Im ersten Schritt ging es darum, Daten und Wissen frei zugänglich zu machen und die BürgerInnen zu motivieren, diese auch zu nutzen und selbst damit zu arbeiten. Die Teilhabe am freien Wissen wurde gefördert durch freien Internetzugang und freien Webspace für Alle und die Verwendung von Open Source Software. Heute kann man nahezu an jedem Platz der Stadt, neuerdings sogar in den Straßenbahnen, frei im Internet surfen. Die Herstellung und Verbreitung von Lehrmaterial und sonstigen Informationen unter Creative Commons Lizenzen wird mit Rat und Tat gefördert, in Zusammenarbeit mit Schulen, Universitäten und Unternehmen. Das ist schön. Doch es ist sicher erst ein Anfang. Denn Commons bedeuten viel mehr als freies Wissen.

Darum passt es gut zu einer Open Commons Region, die städtischen Grünflächen mit Obstbäumen zu bepflanzen, dabei auf Artenvielfalt zu achten und alte Sorten wieder zu entdecken. Mit der Karte der Obstbäume leistet Linz Pflückt einen wichtigen Beitrag dazu, dass die Menschen der Stadt diese Obstbäume zu ihren Commons machen können, zu etwas, um das sie sich gemeinsam kümmern und das sie gemeinsam nutzen. Commons sind ein Kreislauf von geben und nehmen, zwischen den Menschen und zwischen Menschen und Ressourcen, in diesem Fall den Obstbäumen.

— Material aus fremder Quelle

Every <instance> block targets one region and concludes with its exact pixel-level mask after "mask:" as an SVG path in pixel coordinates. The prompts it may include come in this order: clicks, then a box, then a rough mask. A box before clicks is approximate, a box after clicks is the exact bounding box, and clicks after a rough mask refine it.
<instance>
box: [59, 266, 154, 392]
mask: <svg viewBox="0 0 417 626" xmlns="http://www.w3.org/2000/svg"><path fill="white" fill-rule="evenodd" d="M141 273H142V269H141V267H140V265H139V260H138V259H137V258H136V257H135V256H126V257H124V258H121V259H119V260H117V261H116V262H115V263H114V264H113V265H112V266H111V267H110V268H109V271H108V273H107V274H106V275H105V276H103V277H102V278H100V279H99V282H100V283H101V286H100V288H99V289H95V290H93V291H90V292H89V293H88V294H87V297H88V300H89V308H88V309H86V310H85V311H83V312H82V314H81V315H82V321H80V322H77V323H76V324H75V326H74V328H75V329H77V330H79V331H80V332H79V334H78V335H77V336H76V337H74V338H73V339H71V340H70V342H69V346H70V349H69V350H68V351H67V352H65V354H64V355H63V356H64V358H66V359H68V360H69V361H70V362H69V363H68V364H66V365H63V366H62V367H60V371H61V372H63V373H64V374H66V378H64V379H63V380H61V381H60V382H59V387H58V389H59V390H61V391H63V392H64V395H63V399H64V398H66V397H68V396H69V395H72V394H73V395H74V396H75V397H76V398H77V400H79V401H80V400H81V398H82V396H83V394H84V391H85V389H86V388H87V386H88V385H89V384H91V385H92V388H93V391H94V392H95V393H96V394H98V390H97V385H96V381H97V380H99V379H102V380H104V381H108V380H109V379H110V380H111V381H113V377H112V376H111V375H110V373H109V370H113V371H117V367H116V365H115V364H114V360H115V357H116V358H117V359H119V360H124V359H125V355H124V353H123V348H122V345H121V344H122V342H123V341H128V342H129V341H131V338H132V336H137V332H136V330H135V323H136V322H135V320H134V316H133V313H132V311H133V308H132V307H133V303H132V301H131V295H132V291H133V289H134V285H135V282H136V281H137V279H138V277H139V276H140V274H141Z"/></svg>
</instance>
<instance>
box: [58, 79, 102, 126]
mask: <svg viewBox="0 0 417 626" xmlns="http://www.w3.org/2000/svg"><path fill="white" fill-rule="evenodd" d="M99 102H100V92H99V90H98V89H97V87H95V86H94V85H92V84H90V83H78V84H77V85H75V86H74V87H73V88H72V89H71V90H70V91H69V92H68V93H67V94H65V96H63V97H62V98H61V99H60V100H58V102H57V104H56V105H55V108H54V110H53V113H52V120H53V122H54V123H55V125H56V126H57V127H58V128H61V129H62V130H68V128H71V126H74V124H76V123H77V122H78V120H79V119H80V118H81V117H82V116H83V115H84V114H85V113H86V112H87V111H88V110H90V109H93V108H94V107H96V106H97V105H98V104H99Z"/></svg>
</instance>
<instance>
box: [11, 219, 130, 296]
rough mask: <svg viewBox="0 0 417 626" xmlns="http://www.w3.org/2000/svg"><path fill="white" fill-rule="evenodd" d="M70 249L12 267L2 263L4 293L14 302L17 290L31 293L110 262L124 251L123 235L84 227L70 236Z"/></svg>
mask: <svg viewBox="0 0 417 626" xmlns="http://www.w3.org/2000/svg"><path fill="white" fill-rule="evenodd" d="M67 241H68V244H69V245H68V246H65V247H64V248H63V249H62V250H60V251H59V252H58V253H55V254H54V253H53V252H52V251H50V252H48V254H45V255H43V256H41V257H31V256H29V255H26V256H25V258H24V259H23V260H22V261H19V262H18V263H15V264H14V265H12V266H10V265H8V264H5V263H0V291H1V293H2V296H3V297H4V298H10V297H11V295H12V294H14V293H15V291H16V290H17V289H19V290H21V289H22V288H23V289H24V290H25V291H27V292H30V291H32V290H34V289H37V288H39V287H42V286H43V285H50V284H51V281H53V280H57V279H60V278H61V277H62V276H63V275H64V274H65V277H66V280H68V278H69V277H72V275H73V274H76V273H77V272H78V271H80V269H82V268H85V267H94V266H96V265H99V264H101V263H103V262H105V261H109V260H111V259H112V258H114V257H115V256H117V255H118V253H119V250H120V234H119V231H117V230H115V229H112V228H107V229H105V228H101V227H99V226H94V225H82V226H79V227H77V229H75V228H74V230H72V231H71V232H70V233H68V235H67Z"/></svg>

stadtfruchtLinz reiht sich damit in eine ständig wachsende Zahl anderer Städte ein, die ebenfalls auf den Zug der Zeit aufgesprungen sind und sich in essbare Städte verwandeln. Die Wege dazu sind durchaus unterschiedlich. Den Ausgang nahm diese Bewegung in der englischen Kleinstadt Todmorden, wo einige wenige AktivistInnen begannen in „Guerilla-Manier“ mehr und mehr Essbares zwischen die üblichen Parkpflanzen zu schmuggeln. Gar nicht so einfach am Anfang, denn das Angebot, etwas frei entnehmen zu dürfen, macht Menschen oft misstrauisch, oder sie trauen sich einfach nicht. Wir sind heute so daran gewöhnt, für alles, was wir bekommen, zahlen zu müssen, dass es uns verunsichert, wenn wir etwas einfach geschenkt bekommen. Todmorden ist inzwischen zur Vorzeigestadt geworden, ebenso wie das deutsche Städtchen Andernach. Meist sind es einige engagierte Personen, die auf aufgeschlossene GemeindepolitikerInnen treffen und solche Initiativen in die Wege leiten. So etwa die Attac Gruppe in Wiener Neustadt oder PermakulturaktivistInnen in der steirischen Gemeinde Übelbach. Andere, wie die Initiative Stadtfrucht Wien arbeiten noch daran, Unterstützung bei der Politik zu finden.

Essbare Städte stehen für viele verschiedene Aspekte gesellschaftlichen Wandels. Zum einen geht es darum, den öffentlichen Raum den Bürgerinnen und Bürgern wieder als den „ihren“ zugänglich und nutzbar zu machen. Aus diesem Prozess der gemeinsamen Nutzung und Pflege entstehen jedoch auch neue soziale Beziehungen. Menschen, die sonst kaum zusammen kommen, lernen sich kennen, altes Wissen wird wieder erweckt und ausgetauscht, es wird gemeinsam gekocht und gegessen, was dem sozialen Zusammenhalt ebenso gut tut, wie der Lebensqualität in der Stadt. Es geht um eine andere Art der „Inwertsetzung“, nicht für Investoren, die angelockt werden sollen, sondern für die Menschen, die dort wohnen. Und nicht zuletzt geht es auch um die Frage einer zukunftsfähigen Nahrungsmittelproduktion, um Resilienz durch die Rückbesinnung auf regionale und saisonale Ernährung. Das kann gelingen. wenn die Menschen nicht nur ernten, sondern die Obstgärten in dem Sinn zu ihrem machen, dass sie dort auch gemeinsam ihre Freizeit verbringen und sich gemeinsam für ihre Pflege und Erhaltung verantwortlich fühlen. Linz ist auf einem guten Weg, wir warten mit Spannung auf die weiteren Schritte der Open Commons Region!